In this chapter, I explore an alternative route through contested e-learning territories, a route initially opened for exploration through Kanuka’s (2008) work on understanding e-learning technologies-in-practice through philosophies-in-practice. References are made to higher education [HE], adult education [AE], technology and educational technology literatures in order to bring a relevant range of perspectives on teaching and technology relevant to bear on the issues at-hand.
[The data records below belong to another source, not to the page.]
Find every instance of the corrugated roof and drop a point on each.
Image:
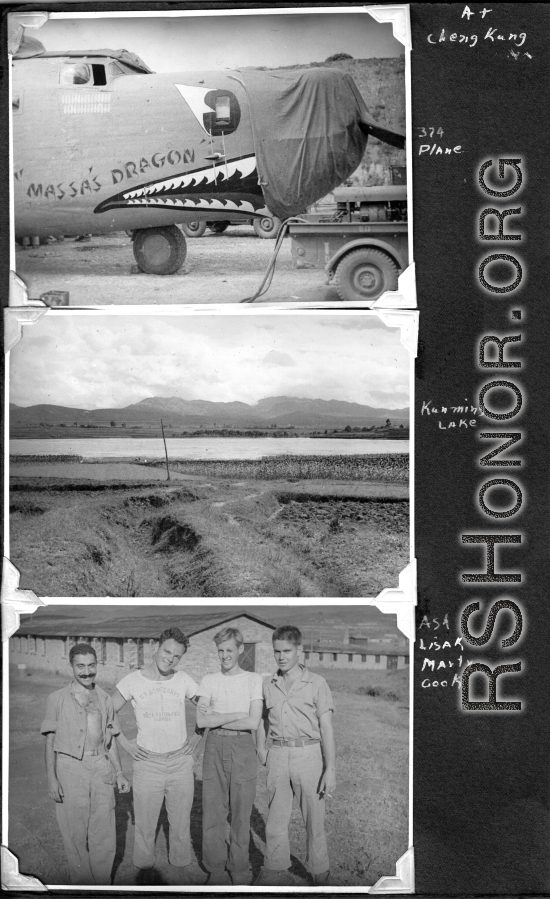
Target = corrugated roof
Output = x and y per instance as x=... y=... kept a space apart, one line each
x=355 y=648
x=147 y=627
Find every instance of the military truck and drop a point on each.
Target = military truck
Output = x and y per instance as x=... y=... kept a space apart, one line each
x=361 y=240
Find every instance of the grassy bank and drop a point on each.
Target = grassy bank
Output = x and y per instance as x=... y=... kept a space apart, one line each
x=212 y=537
x=378 y=467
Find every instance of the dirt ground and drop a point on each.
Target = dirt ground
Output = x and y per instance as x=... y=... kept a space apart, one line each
x=367 y=819
x=219 y=268
x=204 y=536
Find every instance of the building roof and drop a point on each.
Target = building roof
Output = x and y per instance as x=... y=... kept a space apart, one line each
x=146 y=627
x=356 y=649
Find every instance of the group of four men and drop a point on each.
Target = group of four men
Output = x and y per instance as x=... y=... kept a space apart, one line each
x=244 y=712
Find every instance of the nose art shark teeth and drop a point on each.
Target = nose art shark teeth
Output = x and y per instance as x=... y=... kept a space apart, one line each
x=210 y=187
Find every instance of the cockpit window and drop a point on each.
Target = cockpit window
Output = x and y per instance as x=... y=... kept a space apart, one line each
x=83 y=74
x=223 y=110
x=225 y=115
x=76 y=74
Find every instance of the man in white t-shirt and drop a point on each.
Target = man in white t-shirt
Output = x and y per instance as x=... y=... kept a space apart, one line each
x=230 y=704
x=163 y=755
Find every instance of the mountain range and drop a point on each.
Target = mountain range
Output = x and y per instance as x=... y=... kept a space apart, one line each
x=283 y=411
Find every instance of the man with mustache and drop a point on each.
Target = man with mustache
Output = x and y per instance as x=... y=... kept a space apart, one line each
x=163 y=755
x=82 y=764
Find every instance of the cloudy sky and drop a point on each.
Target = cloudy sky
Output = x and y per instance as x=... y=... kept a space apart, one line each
x=94 y=361
x=226 y=41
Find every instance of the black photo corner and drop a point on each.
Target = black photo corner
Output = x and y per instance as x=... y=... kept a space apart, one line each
x=480 y=88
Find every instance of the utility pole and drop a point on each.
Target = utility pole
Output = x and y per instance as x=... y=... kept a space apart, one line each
x=165 y=451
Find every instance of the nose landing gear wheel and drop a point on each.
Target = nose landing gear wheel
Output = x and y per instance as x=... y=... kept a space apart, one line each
x=365 y=275
x=267 y=227
x=193 y=229
x=160 y=251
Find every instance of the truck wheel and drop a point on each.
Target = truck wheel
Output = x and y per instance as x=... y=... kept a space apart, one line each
x=365 y=274
x=159 y=251
x=193 y=229
x=218 y=227
x=267 y=227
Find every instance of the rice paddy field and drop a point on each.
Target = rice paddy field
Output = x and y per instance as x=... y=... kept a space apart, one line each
x=275 y=528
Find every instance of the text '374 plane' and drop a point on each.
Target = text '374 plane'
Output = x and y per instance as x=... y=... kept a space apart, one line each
x=101 y=144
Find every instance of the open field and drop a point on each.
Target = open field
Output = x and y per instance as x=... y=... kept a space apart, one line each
x=201 y=535
x=367 y=818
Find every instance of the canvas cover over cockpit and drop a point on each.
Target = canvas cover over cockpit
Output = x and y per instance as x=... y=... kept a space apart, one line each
x=310 y=129
x=30 y=48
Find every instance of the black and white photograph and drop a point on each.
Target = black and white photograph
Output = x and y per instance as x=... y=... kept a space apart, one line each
x=218 y=158
x=193 y=715
x=211 y=455
x=276 y=518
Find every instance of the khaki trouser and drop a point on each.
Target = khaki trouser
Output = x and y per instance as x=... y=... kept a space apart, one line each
x=295 y=771
x=86 y=817
x=229 y=773
x=161 y=776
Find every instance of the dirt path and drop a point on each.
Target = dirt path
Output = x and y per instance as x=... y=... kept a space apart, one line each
x=222 y=268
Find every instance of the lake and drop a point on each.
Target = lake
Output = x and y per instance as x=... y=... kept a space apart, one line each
x=205 y=447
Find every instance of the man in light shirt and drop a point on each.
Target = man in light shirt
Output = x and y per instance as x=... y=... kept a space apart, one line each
x=82 y=764
x=163 y=755
x=230 y=704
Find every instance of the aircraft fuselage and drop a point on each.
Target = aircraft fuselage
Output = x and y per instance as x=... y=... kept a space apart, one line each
x=137 y=151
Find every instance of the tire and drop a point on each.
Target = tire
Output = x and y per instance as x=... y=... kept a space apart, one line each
x=193 y=229
x=159 y=251
x=267 y=227
x=365 y=274
x=218 y=227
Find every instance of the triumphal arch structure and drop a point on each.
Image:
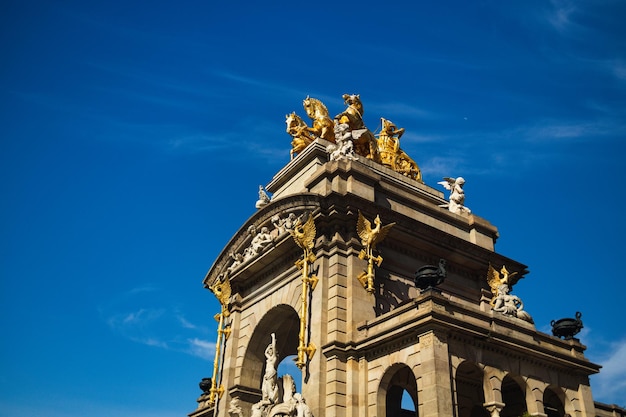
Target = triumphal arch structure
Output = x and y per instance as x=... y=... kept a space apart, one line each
x=384 y=290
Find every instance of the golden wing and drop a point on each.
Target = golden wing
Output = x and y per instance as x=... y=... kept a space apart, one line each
x=308 y=234
x=382 y=233
x=363 y=228
x=493 y=279
x=222 y=291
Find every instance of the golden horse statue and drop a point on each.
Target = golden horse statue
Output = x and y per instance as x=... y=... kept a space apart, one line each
x=364 y=141
x=323 y=125
x=390 y=153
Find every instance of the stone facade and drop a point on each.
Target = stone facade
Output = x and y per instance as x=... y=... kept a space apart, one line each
x=446 y=349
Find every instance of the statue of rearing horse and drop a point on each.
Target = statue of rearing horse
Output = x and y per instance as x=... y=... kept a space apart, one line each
x=365 y=143
x=323 y=125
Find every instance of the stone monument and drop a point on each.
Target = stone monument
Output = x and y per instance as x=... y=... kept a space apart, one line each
x=325 y=271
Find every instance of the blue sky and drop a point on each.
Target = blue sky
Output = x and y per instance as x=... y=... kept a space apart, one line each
x=134 y=137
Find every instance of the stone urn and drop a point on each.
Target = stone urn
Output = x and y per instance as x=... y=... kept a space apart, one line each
x=567 y=328
x=429 y=276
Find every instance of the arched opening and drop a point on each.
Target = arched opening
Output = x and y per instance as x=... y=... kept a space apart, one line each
x=398 y=392
x=283 y=321
x=553 y=402
x=513 y=397
x=469 y=391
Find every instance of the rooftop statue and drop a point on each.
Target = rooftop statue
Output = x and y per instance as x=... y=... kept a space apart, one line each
x=390 y=153
x=364 y=141
x=349 y=136
x=302 y=136
x=343 y=148
x=369 y=238
x=457 y=195
x=258 y=242
x=264 y=198
x=323 y=126
x=502 y=301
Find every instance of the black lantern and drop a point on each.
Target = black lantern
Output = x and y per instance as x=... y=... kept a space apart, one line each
x=429 y=276
x=567 y=328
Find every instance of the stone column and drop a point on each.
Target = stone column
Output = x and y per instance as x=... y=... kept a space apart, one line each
x=434 y=395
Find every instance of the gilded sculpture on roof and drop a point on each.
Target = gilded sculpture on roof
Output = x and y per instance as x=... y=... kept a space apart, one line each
x=370 y=236
x=349 y=136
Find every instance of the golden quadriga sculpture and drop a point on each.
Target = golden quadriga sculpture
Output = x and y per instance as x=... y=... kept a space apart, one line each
x=384 y=150
x=369 y=238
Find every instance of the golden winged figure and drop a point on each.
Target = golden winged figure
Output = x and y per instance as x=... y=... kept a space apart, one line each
x=370 y=237
x=304 y=234
x=495 y=279
x=221 y=289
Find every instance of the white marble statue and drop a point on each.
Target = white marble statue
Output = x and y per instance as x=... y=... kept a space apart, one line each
x=269 y=386
x=509 y=304
x=264 y=199
x=259 y=241
x=457 y=195
x=343 y=148
x=291 y=405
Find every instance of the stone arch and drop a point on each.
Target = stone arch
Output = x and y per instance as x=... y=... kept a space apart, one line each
x=554 y=401
x=282 y=320
x=513 y=396
x=470 y=395
x=397 y=379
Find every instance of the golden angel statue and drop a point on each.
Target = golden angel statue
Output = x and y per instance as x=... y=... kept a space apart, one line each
x=222 y=290
x=369 y=238
x=304 y=233
x=502 y=301
x=304 y=236
x=456 y=200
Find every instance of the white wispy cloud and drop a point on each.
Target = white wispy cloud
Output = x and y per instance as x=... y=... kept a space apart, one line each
x=146 y=316
x=561 y=14
x=201 y=348
x=610 y=385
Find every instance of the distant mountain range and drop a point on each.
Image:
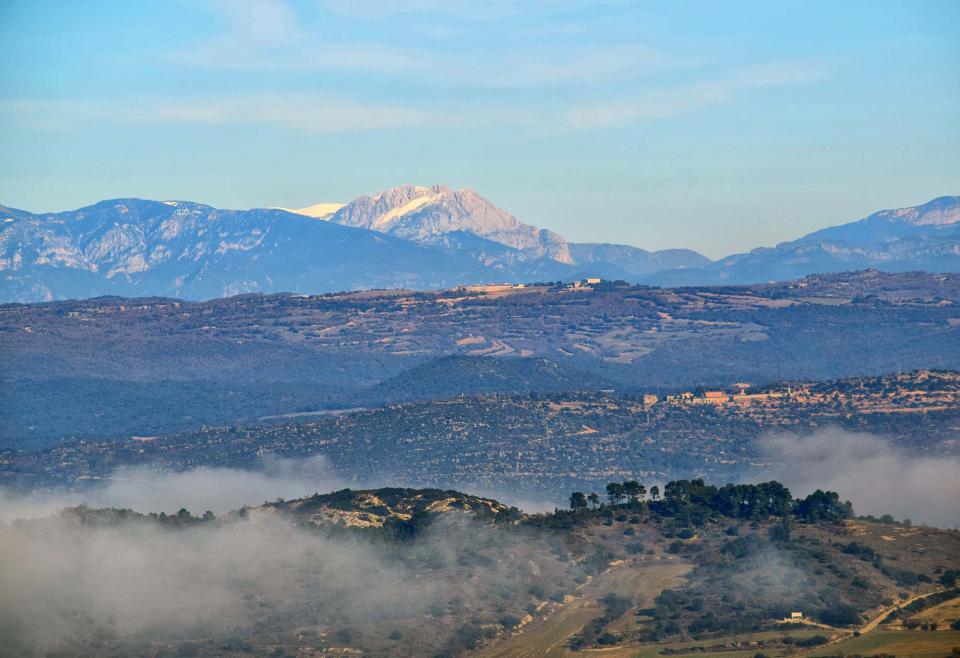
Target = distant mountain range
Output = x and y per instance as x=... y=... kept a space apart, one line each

My efforts focus on achieving the following objectives:

  • 1.

    Undertaking a critical examination of Kanuka’s (2008) framework and recommendations.

  • 2.

    Extending the range of both teaching and technology philosophies-in-practice under consideration.

  • 3.

    Theorizing a gestalt perspective on interrelationships between teaching and technology praxes.

  • 4.

    Examining four recognizable e-learning research and practice communities for associations with teaching and technology philosophies-in-practice.

  • 5.

    Making a case for continued diversity in e-learning research and practice communities as an avenue to reconciliation of these virtual communities with their social, place-based environments.

  • 6.

    Positing the interplay between teaching and technology philosophies-in-practice as a site for researching diverse views.

Key Terms in this Chapter

Blended Learning: An approach that blends classroom face-to-face learning experiences with technologically mediated learning experiences in both integrated and distributed models, supported by a community of researchers and practitioners, who tend to promote the development critical thinking skills through a community of inquiry framework.
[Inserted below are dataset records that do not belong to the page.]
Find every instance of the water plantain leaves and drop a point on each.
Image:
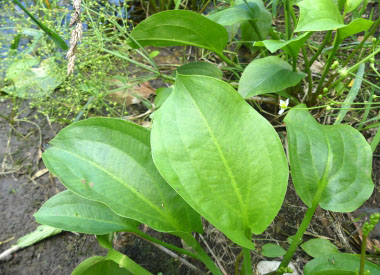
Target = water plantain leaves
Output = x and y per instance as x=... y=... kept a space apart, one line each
x=267 y=75
x=338 y=264
x=71 y=212
x=330 y=164
x=180 y=27
x=221 y=156
x=321 y=15
x=109 y=161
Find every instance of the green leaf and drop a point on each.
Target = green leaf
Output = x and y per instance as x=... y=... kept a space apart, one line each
x=351 y=5
x=109 y=161
x=53 y=35
x=330 y=164
x=178 y=28
x=319 y=247
x=233 y=173
x=71 y=212
x=271 y=250
x=321 y=15
x=42 y=232
x=291 y=47
x=267 y=75
x=338 y=264
x=30 y=81
x=200 y=68
x=98 y=265
x=162 y=95
x=356 y=26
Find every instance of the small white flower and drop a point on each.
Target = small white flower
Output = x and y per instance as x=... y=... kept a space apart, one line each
x=283 y=106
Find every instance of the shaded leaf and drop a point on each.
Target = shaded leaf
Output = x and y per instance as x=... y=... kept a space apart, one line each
x=71 y=212
x=109 y=161
x=267 y=75
x=321 y=15
x=178 y=28
x=233 y=173
x=319 y=247
x=200 y=68
x=338 y=264
x=271 y=250
x=330 y=164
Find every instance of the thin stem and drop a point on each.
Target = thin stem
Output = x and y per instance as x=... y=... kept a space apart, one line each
x=362 y=254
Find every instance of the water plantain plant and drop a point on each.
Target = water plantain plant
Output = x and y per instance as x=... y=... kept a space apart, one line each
x=209 y=153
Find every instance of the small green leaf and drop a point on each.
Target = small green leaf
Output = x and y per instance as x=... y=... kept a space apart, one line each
x=200 y=68
x=71 y=212
x=233 y=173
x=109 y=161
x=271 y=250
x=178 y=28
x=321 y=15
x=338 y=264
x=162 y=95
x=319 y=247
x=356 y=26
x=267 y=75
x=291 y=47
x=42 y=232
x=330 y=164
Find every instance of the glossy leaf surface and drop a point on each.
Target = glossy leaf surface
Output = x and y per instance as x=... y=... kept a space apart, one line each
x=178 y=28
x=109 y=161
x=200 y=68
x=338 y=264
x=319 y=247
x=321 y=15
x=267 y=75
x=221 y=156
x=71 y=212
x=332 y=162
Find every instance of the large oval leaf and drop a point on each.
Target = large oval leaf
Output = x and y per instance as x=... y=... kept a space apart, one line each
x=321 y=15
x=109 y=161
x=180 y=27
x=267 y=75
x=331 y=160
x=338 y=264
x=221 y=156
x=71 y=212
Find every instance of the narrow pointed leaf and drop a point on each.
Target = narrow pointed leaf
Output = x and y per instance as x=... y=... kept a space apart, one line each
x=221 y=156
x=338 y=264
x=71 y=212
x=321 y=15
x=267 y=75
x=180 y=27
x=334 y=161
x=109 y=161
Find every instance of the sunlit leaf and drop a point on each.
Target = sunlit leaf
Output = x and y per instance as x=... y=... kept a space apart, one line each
x=267 y=75
x=330 y=164
x=109 y=161
x=233 y=173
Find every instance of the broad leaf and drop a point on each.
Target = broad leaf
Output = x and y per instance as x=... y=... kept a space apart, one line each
x=321 y=15
x=98 y=265
x=291 y=47
x=267 y=75
x=200 y=68
x=221 y=156
x=330 y=164
x=319 y=247
x=71 y=212
x=338 y=264
x=180 y=27
x=272 y=250
x=109 y=161
x=356 y=26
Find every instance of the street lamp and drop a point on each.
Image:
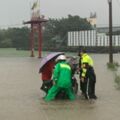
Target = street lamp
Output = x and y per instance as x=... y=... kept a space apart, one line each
x=110 y=32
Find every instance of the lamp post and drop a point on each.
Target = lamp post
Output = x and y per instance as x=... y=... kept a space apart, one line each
x=110 y=32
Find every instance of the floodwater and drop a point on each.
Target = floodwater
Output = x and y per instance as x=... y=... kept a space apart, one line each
x=21 y=98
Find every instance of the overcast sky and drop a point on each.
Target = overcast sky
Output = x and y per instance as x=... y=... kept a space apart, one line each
x=14 y=12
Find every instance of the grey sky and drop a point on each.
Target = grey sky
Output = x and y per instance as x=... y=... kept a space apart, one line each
x=13 y=12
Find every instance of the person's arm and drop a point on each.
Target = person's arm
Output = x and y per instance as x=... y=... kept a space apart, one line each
x=55 y=73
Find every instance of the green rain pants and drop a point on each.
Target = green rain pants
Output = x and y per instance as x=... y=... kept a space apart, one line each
x=55 y=90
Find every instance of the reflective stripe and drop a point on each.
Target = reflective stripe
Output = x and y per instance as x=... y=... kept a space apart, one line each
x=84 y=72
x=65 y=66
x=87 y=89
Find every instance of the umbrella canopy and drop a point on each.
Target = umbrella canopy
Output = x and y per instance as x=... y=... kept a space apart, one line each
x=49 y=57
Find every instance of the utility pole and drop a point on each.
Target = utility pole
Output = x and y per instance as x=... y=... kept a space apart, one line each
x=110 y=32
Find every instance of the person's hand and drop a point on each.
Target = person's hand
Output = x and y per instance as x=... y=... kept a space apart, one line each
x=82 y=79
x=54 y=82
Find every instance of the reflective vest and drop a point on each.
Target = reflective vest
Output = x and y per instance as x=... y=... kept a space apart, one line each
x=86 y=59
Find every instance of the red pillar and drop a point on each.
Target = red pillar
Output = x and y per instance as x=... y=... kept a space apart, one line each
x=32 y=41
x=39 y=40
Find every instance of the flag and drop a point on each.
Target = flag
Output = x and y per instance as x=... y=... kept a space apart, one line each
x=35 y=5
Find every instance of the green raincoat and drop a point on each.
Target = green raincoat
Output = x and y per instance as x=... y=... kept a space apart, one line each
x=62 y=79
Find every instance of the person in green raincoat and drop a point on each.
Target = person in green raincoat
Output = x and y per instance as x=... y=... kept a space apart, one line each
x=61 y=79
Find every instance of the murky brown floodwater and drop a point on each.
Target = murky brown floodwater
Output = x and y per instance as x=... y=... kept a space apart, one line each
x=21 y=99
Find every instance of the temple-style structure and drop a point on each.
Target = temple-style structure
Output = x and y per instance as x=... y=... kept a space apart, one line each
x=36 y=23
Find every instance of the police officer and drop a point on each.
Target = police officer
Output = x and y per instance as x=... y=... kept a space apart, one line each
x=87 y=75
x=62 y=79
Gestalt of e-Learning: Recognition of reflexive, interrelated philosophical, technological, social, environmental, and pedagogical agencies within e-learning design and dissemination processes

Philosophies of Technology: Schools of thought on the underpinning purposes and goals of technologies.

Philosophies of Teaching: Schools of thought on the underpinning purposes and goals of teaching and learning.

Technology Enhanced Learning: An approach to the provision of distance, blended, and classroom-based learning experiences through the use of a full range of information and communications technologies undertaken by communities of educational researchers, designers, information and communications technologists, and media specialists.

Philosophies-in-Practice: The actualization of philosophical stances in practice.

e-Learning Singularity Paradigm: A representation of philosophically, technologically, and pedagogically diverse, technology-mediated approaches to teaching and learning as a homogenous set of researchable practices, from which best practices can be distilled and generalized across social, cultural and geographical contexts.

Networked Learning: A relational approach that focuses on the connections between learners, learners and teacher and between learners and resources, which does not privilege any particular relationship, either between people or between people and resources, and is supported by a community of researcher-practitioners, who are aligned with evolving, postmodern approaches to teaching praxis.

Computer-Supported Collaborative Learning: An approach to developing technology-mediated, collaborative learning experiences, supported by an interdisciplinary community of researchers and practitioners whose goals include developing theory, technology, research methods, and educational practices to enhance collaborative learning.